Erschienen in „Falter“ Nr. 5/04 vom 28.01.2004 Seite: 63.
Liebe Frau Andrea,
ich lebe mit einem Tiroler zusammen, dem bisweilen der Ausruf „Hardigatti!“, in schlimmeren Fällen auch „Harschdigatti!“ entkommt. Ich habe herausgefunden, dass es sich um einen Fluch handelt, aber was heißt er, und woher kommt er? Die Auskunft, es hätte etwas mit „Unterwäsche“ oder „dem lieben Gott“ zu tun, war doch reichlich unbefriedigend. Bitte helfen Sie mir weiter!
Vielen Dank im Voraus,
Agnes Pluch, Internet
Liebe Agnes,
der Tiroler an Ihrer Seite hat nicht grob Unrecht, aus „Hardigatti!“ erstmal die „Gattihose“ genannte Unterhose und dann den „Herrgott“ herauszuhören. Wie alle guten Flüche hat auch „Hardigatti!“ mehrere scheinbare und eine tatsächliche Bedeutung. Das Tiroler „Hardigatti!“ entspricht ungefähr unserem „verflixt!“. „Harschgatt!“ oder „Harsch di Gatten!“ erinnert nicht zufällig an den „Arsch“. Fluchende Pinzgauer kennen „Hardiguggi!“, ausflippende Osttiroler „Hardimizzn!“, mit der sie Marien (Mizzen) zürnen. Der liebe Gott, die Mutter seines Sohnes und die männliche Unterhose sind aber nur Masken, hinter denen sich die wahre Bedeutung von „Hardigatti!“ verbirgt. Der Fluch, den es auch im alten Wienerisch als „Hardek!“ oder „Hardex!“ gibt, kommt tatsächlich aus dem Ungarischen. „Ördög“ nämlich nennen die Magyaren den Satan, „Ördögüzö“ Exorzisten und andere Hexer. Der Teufel „Ördög“ ist wie die ungarischen Wörter für Gott (Isten) und Dämon (Manó) allerdings nicht ungarischer, sondern persischer Herkunft.
Sehr geehrte Frau Dusl,
Ihrer Vermutung, dass das (Schimpf-) Wort „Hardigatti“ und seine Anverwandten sich aus dem magyarischen Raum gen Westen ausgebreitet haben, darf ich mich anschließen. Sie sind außer in Wien und Tirol zumindest noch in der Steiermark und in Kärnten (deutsch- UND slowenischsprachiger Raum!) zu hören. Bekannt in letzter Zeit auch durch die gehäufte, um nicht zu sagen inflationäre, Verwendung durch Armin Assinger (Hermagor/Šmohor). Weniger bekannt durch folgendes Buch: Reichmayr, Michael : Ardigata! Krucinal! : ein slowenisches Schimpfwörterbuch, basierend auf Arbeiten von Josef Matl (1897 – 1974) zum deutsch-slawischen Sprach- und Kulturkontakt. Mit einem Vorw. von Paul Parin . – 1. Aufl. . – Graz : Artikel-VII-Kulturverein für Steiermark , 2003 . – 424 S. . – (Wissenschaftliche Schriftenreihe des Pavelhauses ; 1 )

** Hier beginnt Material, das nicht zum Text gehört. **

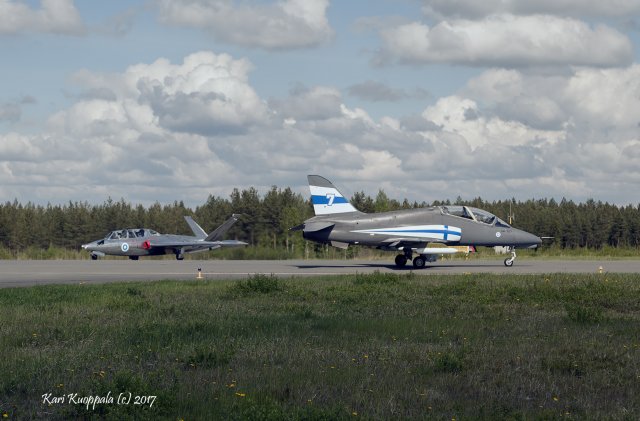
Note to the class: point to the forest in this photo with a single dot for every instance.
(267, 218)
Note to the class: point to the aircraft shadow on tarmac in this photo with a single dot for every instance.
(407, 268)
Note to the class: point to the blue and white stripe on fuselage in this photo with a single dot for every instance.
(327, 200)
(432, 232)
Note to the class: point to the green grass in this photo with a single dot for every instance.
(374, 346)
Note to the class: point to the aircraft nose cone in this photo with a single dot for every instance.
(528, 240)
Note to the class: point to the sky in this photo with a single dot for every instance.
(158, 100)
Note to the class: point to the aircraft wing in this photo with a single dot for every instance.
(191, 246)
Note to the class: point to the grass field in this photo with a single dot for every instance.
(374, 346)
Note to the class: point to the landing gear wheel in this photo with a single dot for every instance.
(401, 260)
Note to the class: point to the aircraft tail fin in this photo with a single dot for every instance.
(217, 234)
(326, 198)
(197, 229)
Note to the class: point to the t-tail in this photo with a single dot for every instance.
(326, 198)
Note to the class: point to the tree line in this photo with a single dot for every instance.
(267, 218)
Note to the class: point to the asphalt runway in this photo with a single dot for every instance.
(16, 273)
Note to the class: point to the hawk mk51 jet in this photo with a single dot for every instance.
(408, 231)
(136, 242)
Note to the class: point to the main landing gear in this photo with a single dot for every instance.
(508, 262)
(419, 262)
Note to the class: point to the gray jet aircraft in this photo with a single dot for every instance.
(408, 231)
(136, 242)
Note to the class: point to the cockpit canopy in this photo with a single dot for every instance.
(474, 214)
(131, 233)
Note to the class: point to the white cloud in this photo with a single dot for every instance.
(182, 131)
(284, 24)
(53, 16)
(477, 9)
(318, 103)
(507, 41)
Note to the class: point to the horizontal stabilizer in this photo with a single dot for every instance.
(317, 226)
(197, 229)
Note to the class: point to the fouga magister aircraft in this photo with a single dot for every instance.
(136, 242)
(407, 231)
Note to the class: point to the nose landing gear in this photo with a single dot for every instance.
(508, 262)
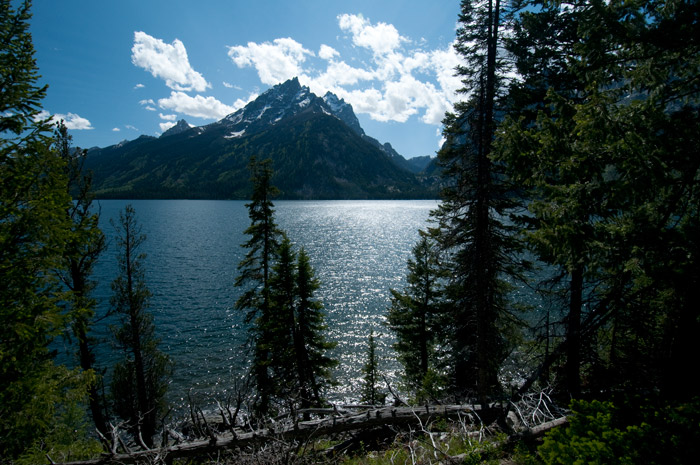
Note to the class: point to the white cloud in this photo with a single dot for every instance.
(166, 61)
(148, 104)
(327, 53)
(393, 84)
(70, 120)
(197, 106)
(381, 38)
(167, 125)
(275, 62)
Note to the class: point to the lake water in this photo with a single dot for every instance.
(357, 248)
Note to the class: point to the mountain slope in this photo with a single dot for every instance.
(316, 147)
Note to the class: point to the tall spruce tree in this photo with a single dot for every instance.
(415, 317)
(254, 274)
(86, 244)
(140, 380)
(612, 164)
(313, 364)
(471, 228)
(33, 233)
(369, 391)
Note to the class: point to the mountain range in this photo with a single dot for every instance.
(318, 149)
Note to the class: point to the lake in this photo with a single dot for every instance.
(358, 249)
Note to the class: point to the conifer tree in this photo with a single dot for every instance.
(470, 229)
(611, 162)
(254, 274)
(415, 316)
(281, 322)
(313, 363)
(33, 233)
(86, 244)
(140, 380)
(298, 357)
(370, 392)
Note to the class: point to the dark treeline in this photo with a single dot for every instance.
(571, 166)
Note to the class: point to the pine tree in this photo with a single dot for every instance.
(254, 273)
(313, 363)
(611, 163)
(415, 317)
(280, 326)
(86, 244)
(140, 380)
(298, 357)
(471, 228)
(33, 234)
(370, 392)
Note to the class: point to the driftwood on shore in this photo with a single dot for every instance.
(336, 422)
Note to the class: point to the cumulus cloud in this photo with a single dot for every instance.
(327, 52)
(275, 61)
(167, 125)
(395, 83)
(381, 38)
(166, 61)
(70, 120)
(197, 106)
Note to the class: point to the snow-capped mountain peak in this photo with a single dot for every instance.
(282, 101)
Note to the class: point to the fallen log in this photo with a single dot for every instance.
(385, 416)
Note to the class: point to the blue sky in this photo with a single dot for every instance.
(120, 69)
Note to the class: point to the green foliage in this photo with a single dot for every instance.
(140, 380)
(312, 349)
(647, 432)
(82, 250)
(609, 162)
(35, 394)
(288, 322)
(68, 438)
(370, 391)
(254, 275)
(415, 317)
(478, 244)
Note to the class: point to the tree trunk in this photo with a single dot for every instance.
(573, 333)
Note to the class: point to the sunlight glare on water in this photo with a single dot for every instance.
(357, 248)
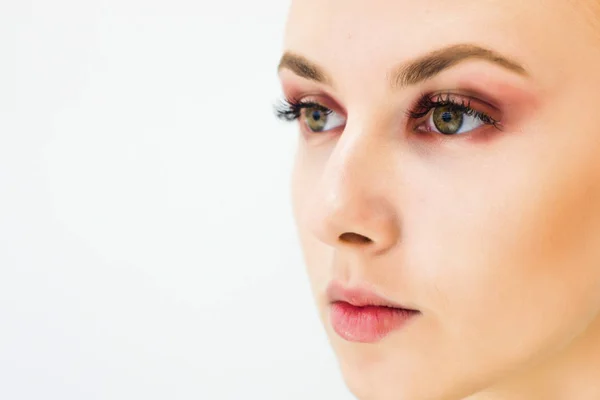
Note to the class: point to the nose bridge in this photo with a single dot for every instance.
(354, 202)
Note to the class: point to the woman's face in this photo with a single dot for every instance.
(461, 181)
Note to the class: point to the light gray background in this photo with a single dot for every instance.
(147, 247)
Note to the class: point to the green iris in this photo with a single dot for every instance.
(447, 120)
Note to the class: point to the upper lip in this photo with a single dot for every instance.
(359, 296)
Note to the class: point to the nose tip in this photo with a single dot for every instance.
(356, 225)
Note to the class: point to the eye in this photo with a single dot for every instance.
(452, 122)
(315, 116)
(321, 119)
(449, 116)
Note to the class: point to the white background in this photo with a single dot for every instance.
(147, 247)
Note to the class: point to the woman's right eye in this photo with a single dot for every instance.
(316, 117)
(321, 119)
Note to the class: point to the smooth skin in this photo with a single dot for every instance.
(494, 235)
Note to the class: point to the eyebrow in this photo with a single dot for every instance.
(411, 72)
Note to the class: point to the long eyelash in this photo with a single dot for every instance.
(290, 109)
(426, 103)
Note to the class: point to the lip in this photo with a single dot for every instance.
(361, 315)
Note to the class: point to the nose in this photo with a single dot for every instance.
(353, 205)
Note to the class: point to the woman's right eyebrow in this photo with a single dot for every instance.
(411, 72)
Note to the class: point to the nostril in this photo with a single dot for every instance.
(352, 237)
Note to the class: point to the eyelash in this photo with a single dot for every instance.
(291, 109)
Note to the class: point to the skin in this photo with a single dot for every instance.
(493, 235)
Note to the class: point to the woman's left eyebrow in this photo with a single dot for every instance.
(411, 72)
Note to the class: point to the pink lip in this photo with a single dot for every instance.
(360, 315)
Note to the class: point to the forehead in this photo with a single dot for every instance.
(359, 36)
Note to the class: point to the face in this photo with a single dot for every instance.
(448, 160)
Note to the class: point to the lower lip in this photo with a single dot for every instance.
(367, 324)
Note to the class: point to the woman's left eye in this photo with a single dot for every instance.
(320, 119)
(448, 120)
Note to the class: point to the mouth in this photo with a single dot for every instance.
(362, 316)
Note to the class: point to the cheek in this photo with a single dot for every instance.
(317, 256)
(512, 252)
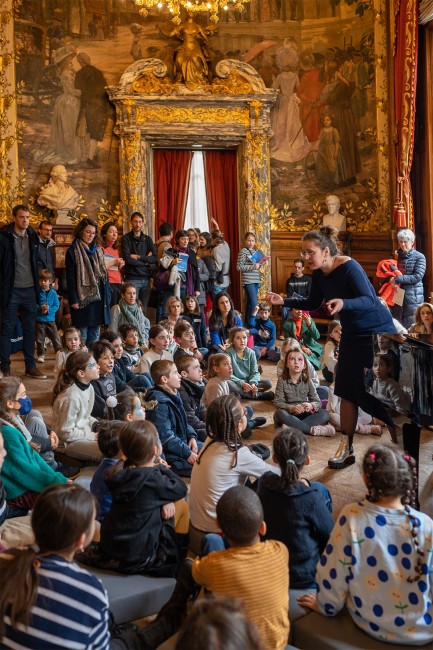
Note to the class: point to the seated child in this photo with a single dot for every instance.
(132, 352)
(264, 339)
(191, 392)
(168, 325)
(138, 531)
(46, 315)
(220, 371)
(129, 311)
(185, 340)
(384, 581)
(297, 512)
(254, 572)
(330, 351)
(104, 385)
(178, 438)
(158, 349)
(108, 443)
(245, 380)
(303, 328)
(386, 389)
(74, 397)
(198, 320)
(71, 342)
(423, 319)
(296, 399)
(224, 461)
(139, 382)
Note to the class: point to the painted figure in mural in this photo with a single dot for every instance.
(334, 218)
(95, 108)
(57, 194)
(330, 167)
(190, 61)
(289, 144)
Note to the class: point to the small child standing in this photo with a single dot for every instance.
(297, 512)
(191, 392)
(108, 443)
(296, 399)
(46, 316)
(384, 581)
(158, 348)
(104, 385)
(245, 380)
(178, 438)
(71, 342)
(264, 340)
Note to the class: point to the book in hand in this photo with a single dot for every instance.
(259, 258)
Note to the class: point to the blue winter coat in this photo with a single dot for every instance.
(169, 418)
(96, 313)
(412, 265)
(7, 262)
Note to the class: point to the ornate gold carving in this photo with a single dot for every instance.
(192, 115)
(148, 84)
(234, 84)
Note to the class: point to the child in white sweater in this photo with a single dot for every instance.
(74, 398)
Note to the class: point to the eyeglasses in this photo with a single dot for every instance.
(306, 254)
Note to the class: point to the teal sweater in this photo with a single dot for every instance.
(244, 370)
(23, 469)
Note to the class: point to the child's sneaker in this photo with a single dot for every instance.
(326, 430)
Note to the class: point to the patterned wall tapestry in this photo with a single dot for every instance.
(326, 58)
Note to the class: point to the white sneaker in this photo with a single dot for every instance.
(326, 430)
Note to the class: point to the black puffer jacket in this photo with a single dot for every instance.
(412, 265)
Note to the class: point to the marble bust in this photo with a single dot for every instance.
(58, 195)
(334, 218)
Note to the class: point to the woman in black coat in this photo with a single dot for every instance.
(412, 265)
(88, 286)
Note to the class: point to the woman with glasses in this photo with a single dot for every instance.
(341, 283)
(412, 265)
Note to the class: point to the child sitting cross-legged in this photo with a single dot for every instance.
(385, 581)
(266, 333)
(139, 382)
(104, 385)
(191, 392)
(296, 399)
(245, 380)
(220, 371)
(178, 438)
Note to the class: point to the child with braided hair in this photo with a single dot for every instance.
(297, 512)
(378, 561)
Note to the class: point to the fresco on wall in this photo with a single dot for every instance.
(317, 54)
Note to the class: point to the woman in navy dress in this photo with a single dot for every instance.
(341, 283)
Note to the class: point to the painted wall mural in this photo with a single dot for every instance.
(327, 59)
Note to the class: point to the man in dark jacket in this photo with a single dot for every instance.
(19, 288)
(139, 253)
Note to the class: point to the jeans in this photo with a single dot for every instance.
(142, 286)
(24, 301)
(90, 334)
(251, 292)
(302, 422)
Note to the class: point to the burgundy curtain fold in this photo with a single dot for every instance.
(221, 175)
(405, 69)
(171, 171)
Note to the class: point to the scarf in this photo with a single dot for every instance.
(134, 315)
(90, 270)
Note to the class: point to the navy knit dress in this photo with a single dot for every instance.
(362, 316)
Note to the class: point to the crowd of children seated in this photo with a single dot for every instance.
(162, 413)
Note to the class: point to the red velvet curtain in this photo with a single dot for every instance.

Adresse d. Verl.: A-8020 Graz, Elisabethinergasse 34. – Literaturverz. S. 401 – 424. –
ISBN 3-9501-5673-9
Mit besten Grüßen,
Michael Reichmayr
Sehr verehrte Andrea Maria!
Seinen sie vielmals bedankt für etymologische Aufklärung. Als Tiroler gehört das Hardigatti auch zu meiner Kindheitsmusik, und ich bin nicht schlecht erstaunt darüber, dass dieser ungarische Ausruf derart massiv Eingang in unser Alltagsvokabular eingehalten hat, wo doch bekannt sein dürfte, dass der Tiroler (vor allem „er“) nicht so ohne weiteres was übernimmt oder nachmacht…
Ich sinniere also über den/die pannonischen Enthusiasten, die derart Feuer im Hintern hatten, dass deren Flüche in die hintersten Alpentäler erschallte…
Oder wurde es gar durch Erzählungen oder persönlichen Begegnungen tradiert, verstärkt oder verechot? Ich fürchte fast, wir werden´s nie erfahren – und wenn´s dennoch wer in Erfahrung oder zur Erfindung bitte ich um eine Veröffentichung hierorts. Danke!
ihr Buch als Bettlektüre lesend verabschiedet sich prostend
Robert P., Salzburg (ex-Tirol)
Als Innsbruckerin (bald 78 Jahre) und schon ca. 58 Jahre in D lebend, verwende ich „Hardigatti“ immer noch und zwar, sobald mir etwas nicht gelingt.